Positionierung zur Gymnasialen Oberstufe, Oberstufenzentren und Oberschulen

21.03.2017

 

In Ludwigsfelde berieten vom 18. bis 20. März über 50 Schülerinnen und Schüler über die Probleme von Oberschulen, Oberstufenzentren und Anträgen zur Gymnasialen Oberstufe. Ihnen ist die Schülerfachtagung in Potsdam vorausgegangen, bei welcher mit weiteren 40 Schülern und Schülerinnen von Oberschulen und Oberstufenzentren die inhaltlichen Punkte der entsprechenden Anträge erstellt wurden.

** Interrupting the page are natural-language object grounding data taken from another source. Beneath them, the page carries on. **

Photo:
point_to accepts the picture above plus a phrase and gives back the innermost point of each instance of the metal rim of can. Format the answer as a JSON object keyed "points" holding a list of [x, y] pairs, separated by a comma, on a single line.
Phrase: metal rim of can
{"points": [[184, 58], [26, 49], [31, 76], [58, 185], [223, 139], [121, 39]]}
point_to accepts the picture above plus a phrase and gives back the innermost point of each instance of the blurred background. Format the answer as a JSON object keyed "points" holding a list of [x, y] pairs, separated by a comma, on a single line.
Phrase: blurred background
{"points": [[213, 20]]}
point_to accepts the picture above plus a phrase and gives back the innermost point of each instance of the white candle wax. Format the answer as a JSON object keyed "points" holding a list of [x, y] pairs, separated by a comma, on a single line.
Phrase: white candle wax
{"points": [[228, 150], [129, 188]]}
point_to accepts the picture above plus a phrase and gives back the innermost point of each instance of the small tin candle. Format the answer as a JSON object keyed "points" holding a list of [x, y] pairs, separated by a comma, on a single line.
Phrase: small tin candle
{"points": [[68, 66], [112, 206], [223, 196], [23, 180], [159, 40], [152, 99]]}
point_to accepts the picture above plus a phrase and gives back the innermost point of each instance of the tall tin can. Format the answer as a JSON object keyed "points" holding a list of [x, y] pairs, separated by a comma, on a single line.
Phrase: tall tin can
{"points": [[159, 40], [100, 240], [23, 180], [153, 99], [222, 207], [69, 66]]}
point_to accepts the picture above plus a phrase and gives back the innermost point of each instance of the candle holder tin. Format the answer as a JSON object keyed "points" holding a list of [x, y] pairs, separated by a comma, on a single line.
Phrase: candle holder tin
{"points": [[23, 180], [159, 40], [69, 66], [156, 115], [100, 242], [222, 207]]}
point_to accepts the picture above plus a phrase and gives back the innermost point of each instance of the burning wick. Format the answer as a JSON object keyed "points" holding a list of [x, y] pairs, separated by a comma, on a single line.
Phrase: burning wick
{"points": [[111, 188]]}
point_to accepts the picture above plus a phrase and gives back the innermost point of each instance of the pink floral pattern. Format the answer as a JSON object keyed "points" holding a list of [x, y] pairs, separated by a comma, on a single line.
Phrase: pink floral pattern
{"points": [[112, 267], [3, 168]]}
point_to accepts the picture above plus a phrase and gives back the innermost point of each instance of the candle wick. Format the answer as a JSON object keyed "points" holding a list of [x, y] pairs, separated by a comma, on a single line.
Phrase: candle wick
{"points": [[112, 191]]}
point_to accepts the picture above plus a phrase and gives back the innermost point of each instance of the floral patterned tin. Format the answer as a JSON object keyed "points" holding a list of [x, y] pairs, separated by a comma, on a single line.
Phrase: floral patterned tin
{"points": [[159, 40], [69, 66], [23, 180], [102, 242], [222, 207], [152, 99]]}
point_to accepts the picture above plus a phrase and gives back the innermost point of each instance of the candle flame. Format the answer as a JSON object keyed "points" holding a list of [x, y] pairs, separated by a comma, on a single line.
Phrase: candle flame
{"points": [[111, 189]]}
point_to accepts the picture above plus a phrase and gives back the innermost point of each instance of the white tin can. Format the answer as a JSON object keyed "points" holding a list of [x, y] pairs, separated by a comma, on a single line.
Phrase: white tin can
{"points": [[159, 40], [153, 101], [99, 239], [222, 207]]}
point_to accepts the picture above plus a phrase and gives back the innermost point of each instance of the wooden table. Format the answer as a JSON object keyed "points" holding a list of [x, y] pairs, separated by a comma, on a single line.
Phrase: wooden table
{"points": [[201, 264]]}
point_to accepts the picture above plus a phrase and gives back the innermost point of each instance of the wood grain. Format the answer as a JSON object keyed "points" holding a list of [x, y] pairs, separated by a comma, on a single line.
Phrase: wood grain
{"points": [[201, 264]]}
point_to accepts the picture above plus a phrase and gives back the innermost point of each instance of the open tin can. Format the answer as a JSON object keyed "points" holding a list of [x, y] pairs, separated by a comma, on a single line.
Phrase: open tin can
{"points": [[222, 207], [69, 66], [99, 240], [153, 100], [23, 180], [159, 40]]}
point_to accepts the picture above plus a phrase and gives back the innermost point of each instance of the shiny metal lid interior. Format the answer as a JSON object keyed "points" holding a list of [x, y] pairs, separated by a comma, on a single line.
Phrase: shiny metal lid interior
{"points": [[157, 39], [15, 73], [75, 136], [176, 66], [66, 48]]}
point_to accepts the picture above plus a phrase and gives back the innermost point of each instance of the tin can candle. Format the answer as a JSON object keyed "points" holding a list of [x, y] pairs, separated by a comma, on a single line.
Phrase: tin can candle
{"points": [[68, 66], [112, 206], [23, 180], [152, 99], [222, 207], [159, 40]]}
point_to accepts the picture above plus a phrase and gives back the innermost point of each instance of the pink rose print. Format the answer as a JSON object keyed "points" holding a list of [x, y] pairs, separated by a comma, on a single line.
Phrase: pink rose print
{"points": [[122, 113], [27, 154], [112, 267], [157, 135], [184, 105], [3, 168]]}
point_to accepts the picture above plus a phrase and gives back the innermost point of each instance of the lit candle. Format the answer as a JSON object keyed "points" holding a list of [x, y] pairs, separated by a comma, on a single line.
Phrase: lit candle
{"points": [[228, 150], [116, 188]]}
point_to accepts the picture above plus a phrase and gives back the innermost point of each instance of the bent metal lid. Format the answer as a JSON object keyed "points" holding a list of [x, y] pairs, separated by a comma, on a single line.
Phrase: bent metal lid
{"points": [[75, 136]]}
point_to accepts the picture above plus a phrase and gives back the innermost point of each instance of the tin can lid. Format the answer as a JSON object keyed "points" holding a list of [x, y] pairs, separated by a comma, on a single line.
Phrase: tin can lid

Die Landesdelegiertenkonferenz des Landesschülerrates Brandenburgs (LSR) tagte dabei im Landesinstitut für Schule und Medien Berlin Brandenburg mit dem Hauptziel, die Grundsatzerklärung des LSR um Standpunkte zu den Schulformen Oberschulen und OSZ zu erweitern.

Neben diesen beiden umfangreicheren Schwerpunkten standen noch weitere Anträge auf der Tagesordnung. So fordert der Landesschülerrat unter anderem, dass die Schulen im Land einheitlich den technischen Standards des 21. Jahrhunderts erreichen, um angemessen Schülerinnen und Schüler einen Internetzugang in den Schulen zu ermöglichen. 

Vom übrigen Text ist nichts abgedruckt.